そんな植垣勝博さんの求める味とは、どんなものなのでしょうか?「それはですね、戦前に私が食べたおかきの味なんですよ。素朴な味で、甘みや匂いが違うんですよ。」それは品種だけの問題ではないそうで、環境が変わり土や水の変化も影響しているということです。「有機栽培で作った餅米に近いものがあるんですがね、思う味にはならないなぁ」そう言って戦前の味に思いを馳せる植垣勝博さんの表情は、嬉しいような懐かしいような柔らかい笑顔に溢れたのでした。

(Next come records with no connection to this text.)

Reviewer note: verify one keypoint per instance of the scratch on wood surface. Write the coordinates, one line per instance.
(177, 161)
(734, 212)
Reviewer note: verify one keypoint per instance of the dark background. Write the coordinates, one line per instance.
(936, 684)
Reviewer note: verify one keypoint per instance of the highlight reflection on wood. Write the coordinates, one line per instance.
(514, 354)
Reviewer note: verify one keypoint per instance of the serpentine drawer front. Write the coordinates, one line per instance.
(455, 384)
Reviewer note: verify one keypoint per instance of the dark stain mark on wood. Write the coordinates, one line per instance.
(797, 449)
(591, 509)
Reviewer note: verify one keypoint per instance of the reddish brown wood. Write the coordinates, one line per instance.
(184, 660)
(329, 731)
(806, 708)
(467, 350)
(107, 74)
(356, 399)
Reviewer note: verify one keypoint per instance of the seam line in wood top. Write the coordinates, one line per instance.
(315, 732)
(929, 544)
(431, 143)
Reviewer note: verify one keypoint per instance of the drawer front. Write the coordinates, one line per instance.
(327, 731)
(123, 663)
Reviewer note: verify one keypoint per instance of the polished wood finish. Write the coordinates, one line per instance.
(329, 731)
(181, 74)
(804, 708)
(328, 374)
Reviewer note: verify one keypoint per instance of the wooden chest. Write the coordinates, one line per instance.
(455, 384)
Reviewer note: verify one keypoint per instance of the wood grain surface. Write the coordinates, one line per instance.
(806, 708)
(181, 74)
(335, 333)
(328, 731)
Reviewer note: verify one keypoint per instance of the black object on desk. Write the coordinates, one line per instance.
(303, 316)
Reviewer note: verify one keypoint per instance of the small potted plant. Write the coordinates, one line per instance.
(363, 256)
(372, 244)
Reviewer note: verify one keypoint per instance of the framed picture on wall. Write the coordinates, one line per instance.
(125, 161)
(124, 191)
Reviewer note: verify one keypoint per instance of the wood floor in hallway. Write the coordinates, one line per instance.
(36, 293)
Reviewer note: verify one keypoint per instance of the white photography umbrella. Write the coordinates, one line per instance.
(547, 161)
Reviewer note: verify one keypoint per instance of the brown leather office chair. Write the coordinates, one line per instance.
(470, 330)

その風味のおかきを食べてみたいものですと期待を込めて言うと、「それはこれからの人たちの仕事ですからね。」と隣に座る息子さんの肩を叩かれたのでした。(了)

みなとや百周年を記念して新商品をつくろうと、
昨年よりお客様にもアンケートでご意見を頂いて参りましたが、ついに完成いたしました!
「しっとりおかき 清水玄(せいすいげん)」
百周年記念商品にふさわしい逸品です。
ぜひ一度お試しください。
一体どんなおかきなのか?完成までのご苦労などを一問一答形式でご紹介いたします!
●一言でどんなおかきですか?
「やわらかいおかき」
●どんな味ですか?
「甘い醤油味」
●特徴はありますか?
「しっとりとした食感が特徴」
●開発のヒントはどこから得ましたか?
「お客様からの『やわらかいおかきが食べたい』という声から」
●開発段階で難しかったことはありますか?
「おかきが柔らかくなりにくく、味も理想に近づけるのに苦労しました」
●味についてのこだわりをお聞かせください
「甘く、飽きのこない味に仕上げている」
●こだわりの材料はありますか?
「減塩醤油と本味醂を使用」
●製造上のこだわりをお聞かせください
「昔ながらの焼き方でじっくり焼き込むことと、たっぷり醤油を染み込ませること」
●一度限定で販売しましたが、その時の反応は?
「もう一度食べたくなる味だと言っていただきました」
●最後にネーミングの由来をお聞かせください
「昔、神戸市垂水区『塩屋山手』あたりが『清水玄』とよばれていたことにちなみ、
『しっとり』と『清水』という言葉に雰囲気がマッチしているということで決定しました。」